If you have an autoimmune disease, are you receiving normal treatment if you have cancer?
Chemotherapy is usually given.
Newer treatments called immunotherapy may offer more promise.
Immunotherapy activates your immune system to help fight cancer.
Rheumatologists, doctors who treat many autoimmune diseases and oncologists continue to work in this area.
In general, some autoimmune-type side effects – such as pain, inflammation, or flu-like symptoms – are expected with immunotherapy, and experts say it appears to be a positive predictor of survival because it suggests that the immune system is activated.
For example, more than 80% of people without an autoimmune disease will also develop the autoimmune effects of immunotherapy.
A person with an autoimmune disease who develops cancer may or may not continue to take their autoimmune treatment while receiving immunotherapy.

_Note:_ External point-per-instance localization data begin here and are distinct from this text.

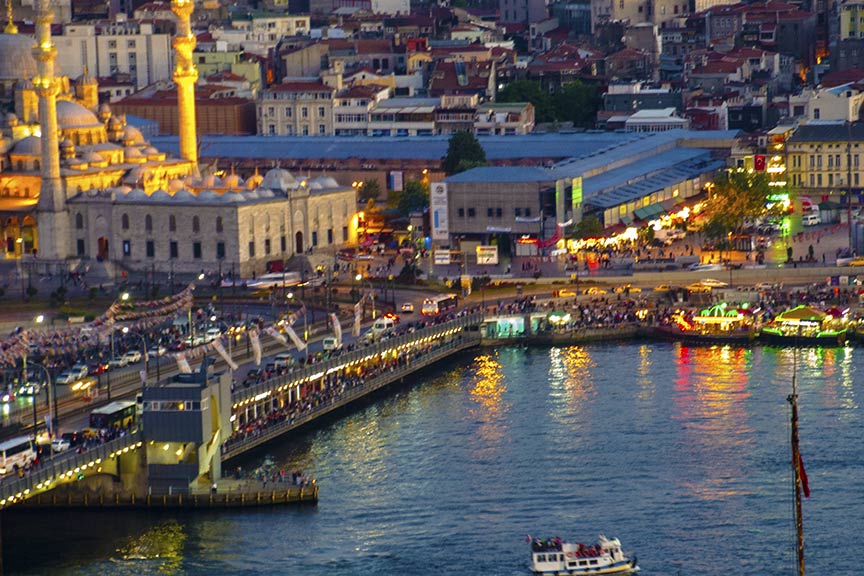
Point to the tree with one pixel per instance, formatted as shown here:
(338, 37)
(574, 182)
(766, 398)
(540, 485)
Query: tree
(370, 190)
(414, 198)
(463, 152)
(588, 227)
(736, 197)
(530, 91)
(578, 103)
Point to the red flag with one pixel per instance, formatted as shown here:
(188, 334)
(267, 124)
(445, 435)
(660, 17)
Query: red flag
(803, 475)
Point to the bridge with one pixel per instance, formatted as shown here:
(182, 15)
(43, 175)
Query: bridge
(122, 460)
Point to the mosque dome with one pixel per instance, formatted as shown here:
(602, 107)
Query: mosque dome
(279, 179)
(17, 62)
(73, 115)
(31, 146)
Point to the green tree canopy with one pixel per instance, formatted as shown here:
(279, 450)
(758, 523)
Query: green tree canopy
(369, 191)
(530, 91)
(414, 198)
(463, 152)
(736, 197)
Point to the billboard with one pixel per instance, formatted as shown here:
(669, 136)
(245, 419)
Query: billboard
(487, 255)
(442, 257)
(438, 211)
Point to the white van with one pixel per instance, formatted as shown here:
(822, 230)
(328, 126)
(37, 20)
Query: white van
(284, 360)
(331, 343)
(811, 219)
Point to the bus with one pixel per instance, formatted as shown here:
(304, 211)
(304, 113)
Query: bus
(16, 452)
(439, 304)
(120, 414)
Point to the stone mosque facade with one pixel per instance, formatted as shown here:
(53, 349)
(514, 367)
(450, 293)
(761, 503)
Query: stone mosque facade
(78, 185)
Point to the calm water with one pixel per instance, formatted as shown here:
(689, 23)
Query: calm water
(681, 452)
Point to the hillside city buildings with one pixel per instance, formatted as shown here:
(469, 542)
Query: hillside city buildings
(196, 112)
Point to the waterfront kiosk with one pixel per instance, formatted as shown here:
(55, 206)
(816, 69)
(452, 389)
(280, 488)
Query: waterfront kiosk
(186, 420)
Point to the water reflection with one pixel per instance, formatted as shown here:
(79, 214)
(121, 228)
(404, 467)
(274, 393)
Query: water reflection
(710, 405)
(163, 543)
(487, 391)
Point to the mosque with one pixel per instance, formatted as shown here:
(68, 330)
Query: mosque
(79, 185)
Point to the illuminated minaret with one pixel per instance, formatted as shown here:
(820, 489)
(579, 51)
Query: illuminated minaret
(10, 27)
(185, 76)
(53, 219)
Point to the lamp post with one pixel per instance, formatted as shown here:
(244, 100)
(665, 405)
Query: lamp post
(290, 296)
(360, 279)
(126, 331)
(123, 298)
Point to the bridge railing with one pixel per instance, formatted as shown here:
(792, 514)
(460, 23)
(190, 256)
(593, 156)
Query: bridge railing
(235, 446)
(302, 374)
(65, 464)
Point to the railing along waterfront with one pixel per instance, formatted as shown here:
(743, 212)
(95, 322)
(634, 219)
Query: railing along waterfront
(235, 447)
(65, 467)
(301, 375)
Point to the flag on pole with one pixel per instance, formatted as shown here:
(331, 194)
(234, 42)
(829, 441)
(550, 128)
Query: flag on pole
(358, 314)
(275, 334)
(337, 328)
(294, 338)
(183, 364)
(256, 346)
(217, 345)
(805, 485)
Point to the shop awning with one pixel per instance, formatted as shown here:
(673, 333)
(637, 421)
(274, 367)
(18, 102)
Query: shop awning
(649, 212)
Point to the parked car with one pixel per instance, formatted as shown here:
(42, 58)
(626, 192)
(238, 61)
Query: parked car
(80, 370)
(60, 445)
(66, 378)
(132, 356)
(156, 351)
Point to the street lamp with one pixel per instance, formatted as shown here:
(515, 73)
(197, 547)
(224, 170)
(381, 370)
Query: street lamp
(290, 296)
(360, 279)
(126, 331)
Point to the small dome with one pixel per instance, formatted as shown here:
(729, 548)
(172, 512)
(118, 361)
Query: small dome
(183, 196)
(211, 181)
(278, 179)
(17, 62)
(132, 135)
(30, 146)
(73, 115)
(160, 196)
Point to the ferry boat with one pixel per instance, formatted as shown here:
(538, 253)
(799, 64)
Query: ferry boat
(557, 557)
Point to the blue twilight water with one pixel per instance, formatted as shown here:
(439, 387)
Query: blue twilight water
(682, 452)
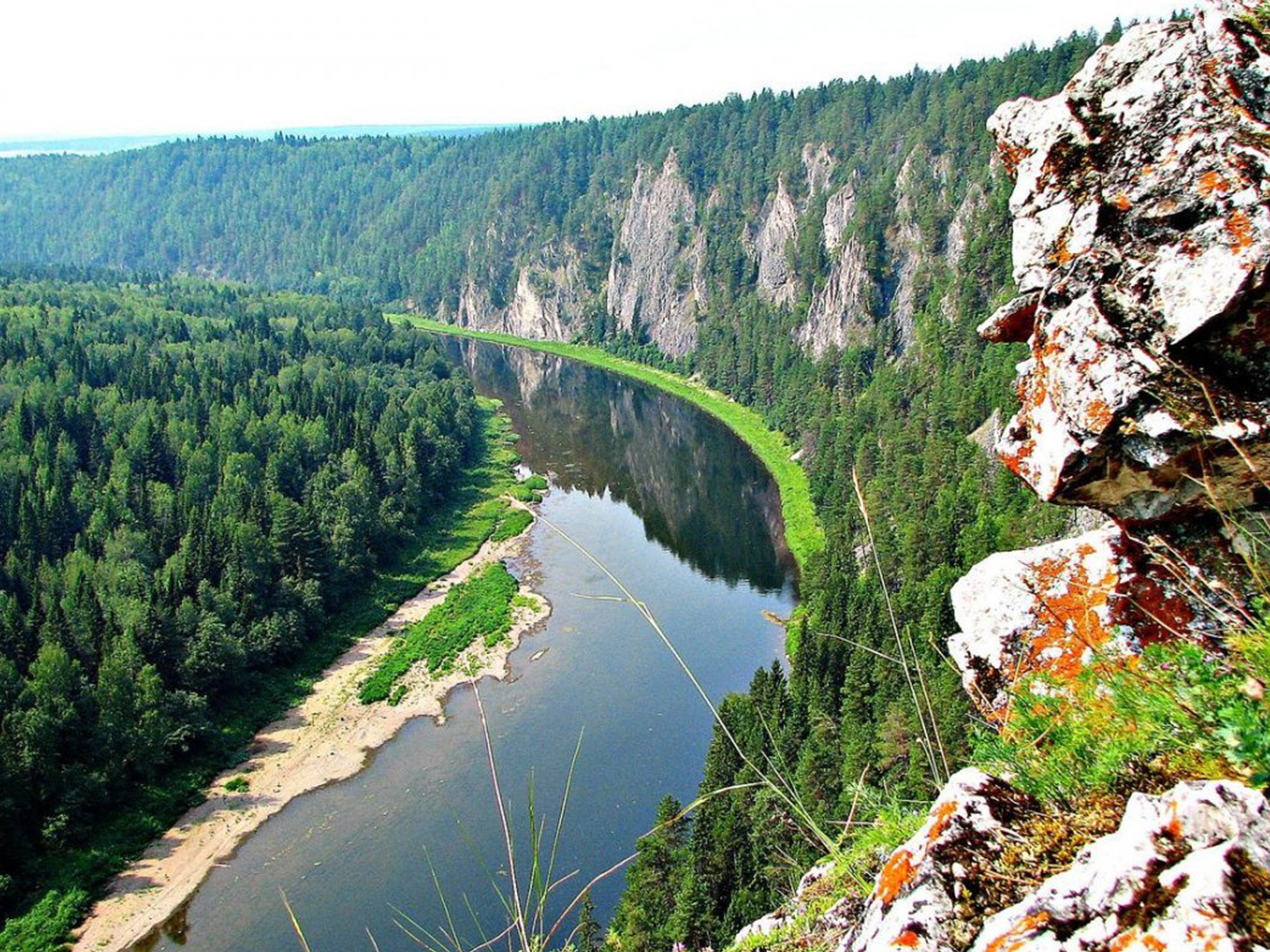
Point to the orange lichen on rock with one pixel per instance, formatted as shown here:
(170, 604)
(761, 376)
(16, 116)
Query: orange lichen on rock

It depends on the individual, the medication used, and the presence of the disease.
If you have cancer, it is important that your oncologist contacts your rheumatologist or another specialist who is monitoring your autoimmune disease.
Rheumatologists often turn to an oncologist after cancer treatment to ask about appropriate changes in the treatment of autoimmune diseases.
For example, a medicine called methotrexate (used in some cancers and autoimmune diseases) and a group of medicines called tumor necrosis factor inhibitors (also used in many autoimmune diseases) may not be appropriate because they may contribute to relapses in cancer or another cancer.
The results of immunotherapy are less well known in rarer autoimmune diseases.
At this point, the risks and benefits of each patient need to be weighed individually.